Bush poll slump, miscues put Republicans on edge
WASHINGTON, Mar 2 (Reuters) President George W Bush's slumping popularity is stirring election-year anxiety among some Republicans taken aback by his failure to head off tempests such as dispute over an Arab company's plans to take over key US port operations.
Bush's approval rating dropped to an all-time low of 34 per cent in a CBS poll this week and has been mired around a lackluster 40 percent in other recent polls.
The president's weakness portends a tough battle for Bush's fellow Republicans who face a challenge from Democrats to their dominance in both houses of the US Congress in the November midterm elections, political analysts say.
''The prospects look very grim for Republicans,'' said Ross Baker, a political scientist at Rutgers University. He said the poll numbers also bode poorly for key items on Bush's domestic agenda, such as immigration reform and his push to make tax cuts permanent.
Republicans will increasingly be forced to choose between loyalty to the White House and their own viability, Baker and other analysts said.
The uproar over the ports and growing chaos in Iraq after last week's bombing of a major Shi'ite mosque are the latest in a list of troubles that have weighed on the Bush White House and marred its reputation for agility and political astuteness.

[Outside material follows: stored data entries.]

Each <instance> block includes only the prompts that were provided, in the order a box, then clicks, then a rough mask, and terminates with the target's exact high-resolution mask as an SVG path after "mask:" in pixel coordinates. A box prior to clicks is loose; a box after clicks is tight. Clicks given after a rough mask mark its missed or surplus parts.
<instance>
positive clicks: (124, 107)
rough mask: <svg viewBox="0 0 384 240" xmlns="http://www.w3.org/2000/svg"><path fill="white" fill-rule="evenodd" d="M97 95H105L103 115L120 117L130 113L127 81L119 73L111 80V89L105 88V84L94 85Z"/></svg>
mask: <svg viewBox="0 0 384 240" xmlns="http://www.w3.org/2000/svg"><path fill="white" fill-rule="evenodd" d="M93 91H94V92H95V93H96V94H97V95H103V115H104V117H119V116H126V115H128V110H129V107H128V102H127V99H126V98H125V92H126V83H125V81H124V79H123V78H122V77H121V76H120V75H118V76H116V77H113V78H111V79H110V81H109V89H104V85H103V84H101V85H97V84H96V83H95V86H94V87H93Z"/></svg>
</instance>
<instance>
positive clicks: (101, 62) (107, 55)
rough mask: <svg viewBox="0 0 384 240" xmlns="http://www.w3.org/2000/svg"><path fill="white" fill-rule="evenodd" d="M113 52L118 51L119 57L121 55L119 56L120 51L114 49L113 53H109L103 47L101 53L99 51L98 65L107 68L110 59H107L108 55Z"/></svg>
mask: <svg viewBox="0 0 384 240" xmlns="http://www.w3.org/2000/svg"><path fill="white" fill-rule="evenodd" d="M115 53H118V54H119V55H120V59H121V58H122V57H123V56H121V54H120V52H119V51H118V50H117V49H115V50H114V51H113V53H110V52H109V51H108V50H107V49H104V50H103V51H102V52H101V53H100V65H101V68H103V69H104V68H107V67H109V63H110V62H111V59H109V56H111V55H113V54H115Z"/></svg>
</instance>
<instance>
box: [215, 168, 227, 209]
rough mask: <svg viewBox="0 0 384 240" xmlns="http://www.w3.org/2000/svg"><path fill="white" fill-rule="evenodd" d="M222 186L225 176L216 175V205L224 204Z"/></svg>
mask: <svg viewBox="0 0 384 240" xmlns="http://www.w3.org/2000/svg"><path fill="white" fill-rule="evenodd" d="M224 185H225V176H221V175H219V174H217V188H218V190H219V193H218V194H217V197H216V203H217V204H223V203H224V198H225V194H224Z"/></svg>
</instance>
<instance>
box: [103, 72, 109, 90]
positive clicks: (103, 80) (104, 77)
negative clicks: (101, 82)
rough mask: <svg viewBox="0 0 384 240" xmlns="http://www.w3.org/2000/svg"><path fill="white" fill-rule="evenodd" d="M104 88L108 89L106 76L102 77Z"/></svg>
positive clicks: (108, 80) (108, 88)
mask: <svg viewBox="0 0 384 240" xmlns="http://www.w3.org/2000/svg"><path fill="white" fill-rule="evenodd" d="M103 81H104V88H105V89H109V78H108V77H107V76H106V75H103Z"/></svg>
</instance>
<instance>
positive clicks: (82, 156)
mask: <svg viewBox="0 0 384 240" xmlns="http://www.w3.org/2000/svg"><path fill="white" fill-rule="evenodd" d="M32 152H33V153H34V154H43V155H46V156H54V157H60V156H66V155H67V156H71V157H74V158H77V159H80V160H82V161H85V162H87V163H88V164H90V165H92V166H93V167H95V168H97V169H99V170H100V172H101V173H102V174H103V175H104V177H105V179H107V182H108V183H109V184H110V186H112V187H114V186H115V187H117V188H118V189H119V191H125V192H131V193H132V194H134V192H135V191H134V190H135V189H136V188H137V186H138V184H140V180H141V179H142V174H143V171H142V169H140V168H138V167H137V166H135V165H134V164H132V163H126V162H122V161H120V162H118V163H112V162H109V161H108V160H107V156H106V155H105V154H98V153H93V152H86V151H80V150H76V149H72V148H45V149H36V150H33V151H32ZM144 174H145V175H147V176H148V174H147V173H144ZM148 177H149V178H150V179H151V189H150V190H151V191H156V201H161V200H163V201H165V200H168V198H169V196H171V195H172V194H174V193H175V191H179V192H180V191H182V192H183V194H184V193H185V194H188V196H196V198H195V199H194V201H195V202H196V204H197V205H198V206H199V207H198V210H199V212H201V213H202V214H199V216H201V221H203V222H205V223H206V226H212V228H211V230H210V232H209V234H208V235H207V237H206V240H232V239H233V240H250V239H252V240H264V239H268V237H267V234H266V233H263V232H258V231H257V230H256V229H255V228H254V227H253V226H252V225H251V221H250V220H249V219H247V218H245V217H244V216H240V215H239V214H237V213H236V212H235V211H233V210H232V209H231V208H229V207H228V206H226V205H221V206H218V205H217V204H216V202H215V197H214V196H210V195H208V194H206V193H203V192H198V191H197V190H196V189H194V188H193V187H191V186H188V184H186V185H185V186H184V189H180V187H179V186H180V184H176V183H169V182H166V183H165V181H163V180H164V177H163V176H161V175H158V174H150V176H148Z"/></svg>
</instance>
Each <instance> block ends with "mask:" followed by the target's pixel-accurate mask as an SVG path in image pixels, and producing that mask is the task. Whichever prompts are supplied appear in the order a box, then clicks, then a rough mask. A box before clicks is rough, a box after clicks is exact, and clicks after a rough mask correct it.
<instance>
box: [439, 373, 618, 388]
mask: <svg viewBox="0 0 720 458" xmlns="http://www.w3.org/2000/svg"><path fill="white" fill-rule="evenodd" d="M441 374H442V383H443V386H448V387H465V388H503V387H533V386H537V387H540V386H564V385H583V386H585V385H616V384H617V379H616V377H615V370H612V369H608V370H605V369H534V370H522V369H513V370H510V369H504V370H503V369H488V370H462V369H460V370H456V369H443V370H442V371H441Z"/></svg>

Other woes have included a botched federal response to Hurricane Katrina, the demise of Bush's push to overhaul Social Security change and the failed nomination of White House counsel Harriet Miers, to the US Supreme Court.
On issues such as the ports deal, some Republicans have already begun distancing themselves from Bush.
''The White House did a terrible job of informing people about this,'' said one Republican close to the administration.
A rebellion of some kind might have been inevitable given the series of missteps brought to the fore by Katrina, a Republican congressional aide said. ''Republicans were looking for a way to distance themselves from Bush and this gave them a way to do it,'' the aide said.